自動運転分野では、多くの専門家が「あらゆる状況に対応できるよう、車両をリモート操作可能にすることが重要だ」と述べている。そんな中、自動運転車の遠隔サポートテクノロジーを開発するシリコンバレー企業が「ファントム・オート(Phantom Auto)」だ。
同社は自動運転のシステムが故障した場合に、人間が遠隔操作で運転を引き継ぐソリューションを提供する。ファントム・オートが巨大な成長を見込むのが、ロジスティクスの分野だ。

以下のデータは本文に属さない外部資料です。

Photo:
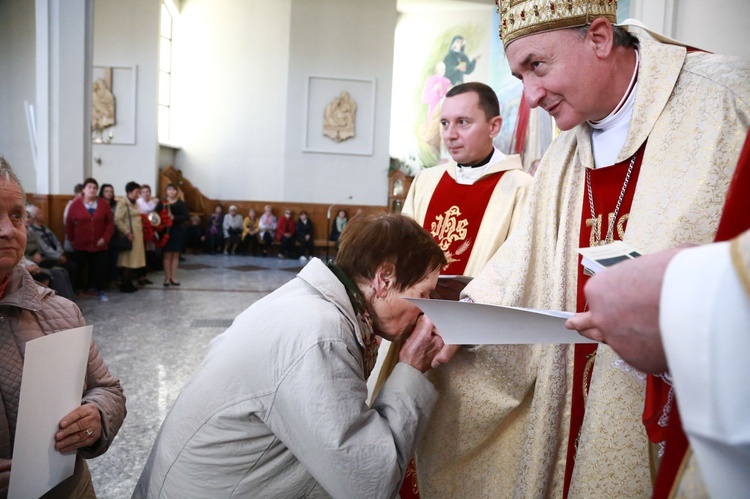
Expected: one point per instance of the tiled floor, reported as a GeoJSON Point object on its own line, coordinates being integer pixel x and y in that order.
{"type": "Point", "coordinates": [149, 341]}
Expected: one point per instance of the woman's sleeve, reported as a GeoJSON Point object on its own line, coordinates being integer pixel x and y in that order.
{"type": "Point", "coordinates": [320, 414]}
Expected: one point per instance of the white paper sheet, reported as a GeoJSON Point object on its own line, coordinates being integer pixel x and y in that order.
{"type": "Point", "coordinates": [463, 323]}
{"type": "Point", "coordinates": [54, 370]}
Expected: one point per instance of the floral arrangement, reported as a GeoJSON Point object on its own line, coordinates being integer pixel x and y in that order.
{"type": "Point", "coordinates": [159, 235]}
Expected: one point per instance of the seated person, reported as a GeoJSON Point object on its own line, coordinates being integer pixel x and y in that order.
{"type": "Point", "coordinates": [338, 226]}
{"type": "Point", "coordinates": [250, 233]}
{"type": "Point", "coordinates": [50, 247]}
{"type": "Point", "coordinates": [304, 231]}
{"type": "Point", "coordinates": [54, 277]}
{"type": "Point", "coordinates": [31, 312]}
{"type": "Point", "coordinates": [232, 227]}
{"type": "Point", "coordinates": [278, 406]}
{"type": "Point", "coordinates": [285, 229]}
{"type": "Point", "coordinates": [267, 225]}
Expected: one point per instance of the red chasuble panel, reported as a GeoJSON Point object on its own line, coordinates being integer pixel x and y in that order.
{"type": "Point", "coordinates": [454, 216]}
{"type": "Point", "coordinates": [606, 186]}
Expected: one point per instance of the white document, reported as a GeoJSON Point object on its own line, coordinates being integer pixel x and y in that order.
{"type": "Point", "coordinates": [464, 323]}
{"type": "Point", "coordinates": [598, 258]}
{"type": "Point", "coordinates": [54, 369]}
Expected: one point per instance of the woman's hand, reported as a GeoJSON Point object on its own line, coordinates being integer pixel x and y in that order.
{"type": "Point", "coordinates": [422, 345]}
{"type": "Point", "coordinates": [81, 428]}
{"type": "Point", "coordinates": [446, 354]}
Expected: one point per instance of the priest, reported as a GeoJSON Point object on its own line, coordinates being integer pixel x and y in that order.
{"type": "Point", "coordinates": [651, 132]}
{"type": "Point", "coordinates": [470, 204]}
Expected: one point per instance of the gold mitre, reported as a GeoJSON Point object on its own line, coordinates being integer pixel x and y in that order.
{"type": "Point", "coordinates": [520, 18]}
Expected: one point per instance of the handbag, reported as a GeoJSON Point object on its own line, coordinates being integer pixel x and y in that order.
{"type": "Point", "coordinates": [120, 241]}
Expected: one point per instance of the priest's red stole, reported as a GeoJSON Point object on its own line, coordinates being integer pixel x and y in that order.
{"type": "Point", "coordinates": [454, 216]}
{"type": "Point", "coordinates": [735, 219]}
{"type": "Point", "coordinates": [606, 186]}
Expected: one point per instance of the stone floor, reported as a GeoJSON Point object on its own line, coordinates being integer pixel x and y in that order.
{"type": "Point", "coordinates": [155, 338]}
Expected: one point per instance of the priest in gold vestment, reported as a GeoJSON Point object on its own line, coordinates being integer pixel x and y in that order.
{"type": "Point", "coordinates": [669, 123]}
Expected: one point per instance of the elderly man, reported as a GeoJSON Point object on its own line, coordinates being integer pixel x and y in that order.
{"type": "Point", "coordinates": [30, 311]}
{"type": "Point", "coordinates": [650, 136]}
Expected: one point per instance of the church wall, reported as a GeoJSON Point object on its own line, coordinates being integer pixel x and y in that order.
{"type": "Point", "coordinates": [342, 39]}
{"type": "Point", "coordinates": [719, 26]}
{"type": "Point", "coordinates": [17, 83]}
{"type": "Point", "coordinates": [229, 96]}
{"type": "Point", "coordinates": [127, 34]}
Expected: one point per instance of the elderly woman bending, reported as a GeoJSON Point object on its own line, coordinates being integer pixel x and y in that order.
{"type": "Point", "coordinates": [31, 311]}
{"type": "Point", "coordinates": [277, 408]}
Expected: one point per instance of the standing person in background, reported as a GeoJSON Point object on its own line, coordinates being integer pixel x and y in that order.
{"type": "Point", "coordinates": [338, 226]}
{"type": "Point", "coordinates": [178, 210]}
{"type": "Point", "coordinates": [89, 228]}
{"type": "Point", "coordinates": [232, 227]}
{"type": "Point", "coordinates": [146, 205]}
{"type": "Point", "coordinates": [250, 232]}
{"type": "Point", "coordinates": [304, 231]}
{"type": "Point", "coordinates": [128, 222]}
{"type": "Point", "coordinates": [285, 234]}
{"type": "Point", "coordinates": [267, 225]}
{"type": "Point", "coordinates": [77, 192]}
{"type": "Point", "coordinates": [31, 311]}
{"type": "Point", "coordinates": [470, 206]}
{"type": "Point", "coordinates": [216, 230]}
{"type": "Point", "coordinates": [107, 192]}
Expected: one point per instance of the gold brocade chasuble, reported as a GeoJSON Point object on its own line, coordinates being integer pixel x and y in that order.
{"type": "Point", "coordinates": [505, 409]}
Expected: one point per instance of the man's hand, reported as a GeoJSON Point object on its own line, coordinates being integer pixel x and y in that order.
{"type": "Point", "coordinates": [422, 345]}
{"type": "Point", "coordinates": [81, 428]}
{"type": "Point", "coordinates": [624, 310]}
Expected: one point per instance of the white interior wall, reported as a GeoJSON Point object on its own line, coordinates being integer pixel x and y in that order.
{"type": "Point", "coordinates": [17, 83]}
{"type": "Point", "coordinates": [719, 26]}
{"type": "Point", "coordinates": [229, 92]}
{"type": "Point", "coordinates": [127, 34]}
{"type": "Point", "coordinates": [347, 39]}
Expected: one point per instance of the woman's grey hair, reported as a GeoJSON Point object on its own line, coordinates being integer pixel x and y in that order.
{"type": "Point", "coordinates": [8, 175]}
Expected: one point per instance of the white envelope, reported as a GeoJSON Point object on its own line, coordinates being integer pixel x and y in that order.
{"type": "Point", "coordinates": [464, 323]}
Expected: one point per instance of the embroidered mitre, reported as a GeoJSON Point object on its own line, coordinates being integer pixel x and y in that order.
{"type": "Point", "coordinates": [520, 18]}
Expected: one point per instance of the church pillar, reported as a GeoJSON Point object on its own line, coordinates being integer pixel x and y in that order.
{"type": "Point", "coordinates": [64, 52]}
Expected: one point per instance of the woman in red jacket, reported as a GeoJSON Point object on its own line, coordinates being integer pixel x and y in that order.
{"type": "Point", "coordinates": [89, 227]}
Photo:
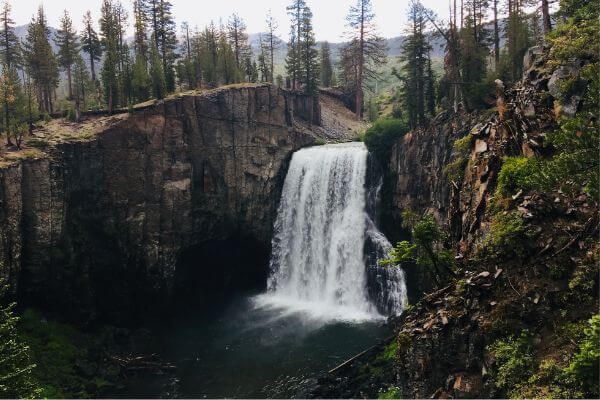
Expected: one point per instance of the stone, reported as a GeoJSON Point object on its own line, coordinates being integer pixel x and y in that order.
{"type": "Point", "coordinates": [148, 187]}
{"type": "Point", "coordinates": [480, 146]}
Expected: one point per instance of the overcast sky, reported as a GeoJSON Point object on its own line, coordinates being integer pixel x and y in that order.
{"type": "Point", "coordinates": [329, 15]}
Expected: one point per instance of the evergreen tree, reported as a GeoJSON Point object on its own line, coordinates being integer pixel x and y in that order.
{"type": "Point", "coordinates": [308, 54]}
{"type": "Point", "coordinates": [371, 49]}
{"type": "Point", "coordinates": [263, 65]}
{"type": "Point", "coordinates": [326, 67]}
{"type": "Point", "coordinates": [415, 55]}
{"type": "Point", "coordinates": [10, 47]}
{"type": "Point", "coordinates": [68, 47]}
{"type": "Point", "coordinates": [157, 75]}
{"type": "Point", "coordinates": [161, 18]}
{"type": "Point", "coordinates": [90, 43]}
{"type": "Point", "coordinates": [40, 60]}
{"type": "Point", "coordinates": [140, 80]}
{"type": "Point", "coordinates": [140, 26]}
{"type": "Point", "coordinates": [238, 38]}
{"type": "Point", "coordinates": [227, 68]}
{"type": "Point", "coordinates": [293, 60]}
{"type": "Point", "coordinates": [13, 103]}
{"type": "Point", "coordinates": [81, 83]}
{"type": "Point", "coordinates": [16, 369]}
{"type": "Point", "coordinates": [517, 37]}
{"type": "Point", "coordinates": [186, 66]}
{"type": "Point", "coordinates": [271, 42]}
{"type": "Point", "coordinates": [110, 43]}
{"type": "Point", "coordinates": [210, 51]}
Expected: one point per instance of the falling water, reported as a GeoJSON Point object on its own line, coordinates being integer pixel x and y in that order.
{"type": "Point", "coordinates": [318, 261]}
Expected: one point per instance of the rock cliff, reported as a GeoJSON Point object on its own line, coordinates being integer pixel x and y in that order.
{"type": "Point", "coordinates": [522, 257]}
{"type": "Point", "coordinates": [101, 213]}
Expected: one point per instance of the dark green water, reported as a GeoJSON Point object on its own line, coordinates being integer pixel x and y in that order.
{"type": "Point", "coordinates": [247, 350]}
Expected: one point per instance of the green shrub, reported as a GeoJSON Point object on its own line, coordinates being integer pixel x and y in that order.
{"type": "Point", "coordinates": [382, 135]}
{"type": "Point", "coordinates": [515, 174]}
{"type": "Point", "coordinates": [17, 378]}
{"type": "Point", "coordinates": [585, 365]}
{"type": "Point", "coordinates": [514, 360]}
{"type": "Point", "coordinates": [463, 145]}
{"type": "Point", "coordinates": [508, 235]}
{"type": "Point", "coordinates": [392, 393]}
{"type": "Point", "coordinates": [426, 247]}
{"type": "Point", "coordinates": [38, 143]}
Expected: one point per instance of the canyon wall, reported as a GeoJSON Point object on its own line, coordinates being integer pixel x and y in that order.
{"type": "Point", "coordinates": [96, 220]}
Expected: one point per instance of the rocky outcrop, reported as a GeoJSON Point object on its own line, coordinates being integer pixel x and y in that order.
{"type": "Point", "coordinates": [93, 223]}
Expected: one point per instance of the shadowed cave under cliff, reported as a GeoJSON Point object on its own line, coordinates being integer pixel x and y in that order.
{"type": "Point", "coordinates": [212, 271]}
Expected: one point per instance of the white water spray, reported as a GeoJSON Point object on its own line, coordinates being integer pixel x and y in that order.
{"type": "Point", "coordinates": [318, 262]}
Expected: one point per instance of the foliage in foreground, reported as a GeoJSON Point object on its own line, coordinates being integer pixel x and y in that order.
{"type": "Point", "coordinates": [16, 366]}
{"type": "Point", "coordinates": [380, 137]}
{"type": "Point", "coordinates": [519, 375]}
{"type": "Point", "coordinates": [426, 248]}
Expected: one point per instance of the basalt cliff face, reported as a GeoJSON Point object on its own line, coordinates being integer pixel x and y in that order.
{"type": "Point", "coordinates": [113, 223]}
{"type": "Point", "coordinates": [524, 289]}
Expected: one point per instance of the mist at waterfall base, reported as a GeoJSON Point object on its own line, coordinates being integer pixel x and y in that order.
{"type": "Point", "coordinates": [325, 298]}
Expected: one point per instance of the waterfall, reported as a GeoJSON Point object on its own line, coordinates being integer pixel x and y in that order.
{"type": "Point", "coordinates": [319, 257]}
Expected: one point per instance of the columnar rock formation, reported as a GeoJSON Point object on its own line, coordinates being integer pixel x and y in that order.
{"type": "Point", "coordinates": [97, 219]}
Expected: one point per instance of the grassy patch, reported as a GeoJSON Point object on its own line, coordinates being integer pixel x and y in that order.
{"type": "Point", "coordinates": [391, 393]}
{"type": "Point", "coordinates": [62, 354]}
{"type": "Point", "coordinates": [381, 136]}
{"type": "Point", "coordinates": [509, 236]}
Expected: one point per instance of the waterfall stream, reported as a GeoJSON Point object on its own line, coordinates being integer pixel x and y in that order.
{"type": "Point", "coordinates": [319, 260]}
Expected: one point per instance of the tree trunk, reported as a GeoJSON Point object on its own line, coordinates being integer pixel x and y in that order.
{"type": "Point", "coordinates": [361, 55]}
{"type": "Point", "coordinates": [69, 82]}
{"type": "Point", "coordinates": [546, 16]}
{"type": "Point", "coordinates": [496, 36]}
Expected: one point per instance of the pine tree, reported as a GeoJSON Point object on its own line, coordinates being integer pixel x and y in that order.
{"type": "Point", "coordinates": [186, 67]}
{"type": "Point", "coordinates": [90, 43]}
{"type": "Point", "coordinates": [293, 61]}
{"type": "Point", "coordinates": [263, 65]}
{"type": "Point", "coordinates": [227, 68]}
{"type": "Point", "coordinates": [210, 52]}
{"type": "Point", "coordinates": [160, 16]}
{"type": "Point", "coordinates": [371, 49]}
{"type": "Point", "coordinates": [40, 60]}
{"type": "Point", "coordinates": [157, 75]}
{"type": "Point", "coordinates": [308, 54]}
{"type": "Point", "coordinates": [10, 47]}
{"type": "Point", "coordinates": [271, 42]}
{"type": "Point", "coordinates": [474, 42]}
{"type": "Point", "coordinates": [415, 54]}
{"type": "Point", "coordinates": [68, 47]}
{"type": "Point", "coordinates": [81, 83]}
{"type": "Point", "coordinates": [16, 369]}
{"type": "Point", "coordinates": [110, 43]}
{"type": "Point", "coordinates": [238, 38]}
{"type": "Point", "coordinates": [326, 67]}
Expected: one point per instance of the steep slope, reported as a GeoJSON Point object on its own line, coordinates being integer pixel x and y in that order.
{"type": "Point", "coordinates": [511, 321]}
{"type": "Point", "coordinates": [114, 214]}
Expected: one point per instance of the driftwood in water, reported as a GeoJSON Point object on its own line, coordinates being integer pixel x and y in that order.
{"type": "Point", "coordinates": [359, 355]}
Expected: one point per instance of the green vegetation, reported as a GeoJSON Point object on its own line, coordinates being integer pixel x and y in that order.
{"type": "Point", "coordinates": [519, 375]}
{"type": "Point", "coordinates": [380, 137]}
{"type": "Point", "coordinates": [514, 358]}
{"type": "Point", "coordinates": [585, 365]}
{"type": "Point", "coordinates": [64, 368]}
{"type": "Point", "coordinates": [508, 235]}
{"type": "Point", "coordinates": [17, 377]}
{"type": "Point", "coordinates": [392, 393]}
{"type": "Point", "coordinates": [426, 248]}
{"type": "Point", "coordinates": [516, 174]}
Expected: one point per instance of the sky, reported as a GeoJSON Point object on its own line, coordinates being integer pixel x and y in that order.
{"type": "Point", "coordinates": [328, 21]}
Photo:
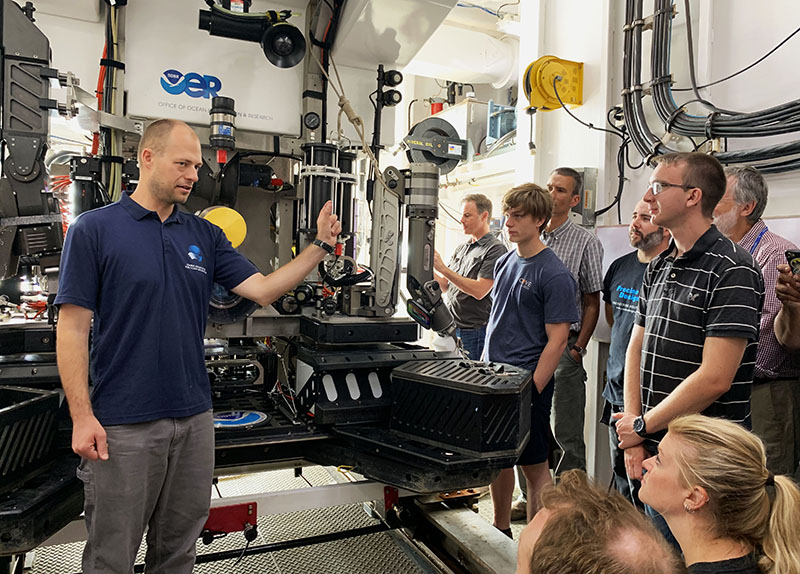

トラックが出入りする物流センターでは、一般道のように歩行者の安全を意識する必要がなく、ファントムの技術を導入するには理想的な環境といえる。
オランダのトラックメーカー、TERBERGはファントムのテクノロジーを導入し、米国のアトランタで実施したデモ走行で、2500マイル離れた場所からリモート運転する現場を公開した。
ファントムは既に小売業界の大手数社と連携し、サプライチェーンへの同社の技術の導入を進めている。高度に自動化された物流センターは、わずか数名でオペレーションを行うことが可能だが、トラックの発着や荷物の積み下ろしの際には最低限の人員が必要になる。そこで活用されるのが、ファントムの遠隔サポート技術だ。
ただし、同社の技術の適用範囲は物流センターには限らない。ファントムの共同創業者のElliot Katzは次のように述べる。「街路を走行するデリバリーロボットの多くも、当社の遠隔操作テクノロジーを用いている。食事の宅配分野でも効率的な輸送を実現する上で、リモート操作は重要だ」
背景にはデリバリーロボットが抱える技術的課題がある。現状のロボットの多くはまだ完全な自律走行を実現しておらず、人間によるリモート操作を可能にするファントムの技術は重宝される。ロボットが障害物に乗り上げた場合でも、同社のテクノロジーを使えば、速やかに対応が可能だ。
アマゾンやFedEx、米国のフードデリバリー大手のPostmatesらがロボットデリバリーの実験を進める中で、Katzは特定の企業名をあげないものの、今後2年ほどで巨大な需要をつかんでいくと述べた。
ファントム・オートは先日、1300万ドルのシリーズA資金調達を実施し、累計の調達額は1900万ドル(約21億円)に達している。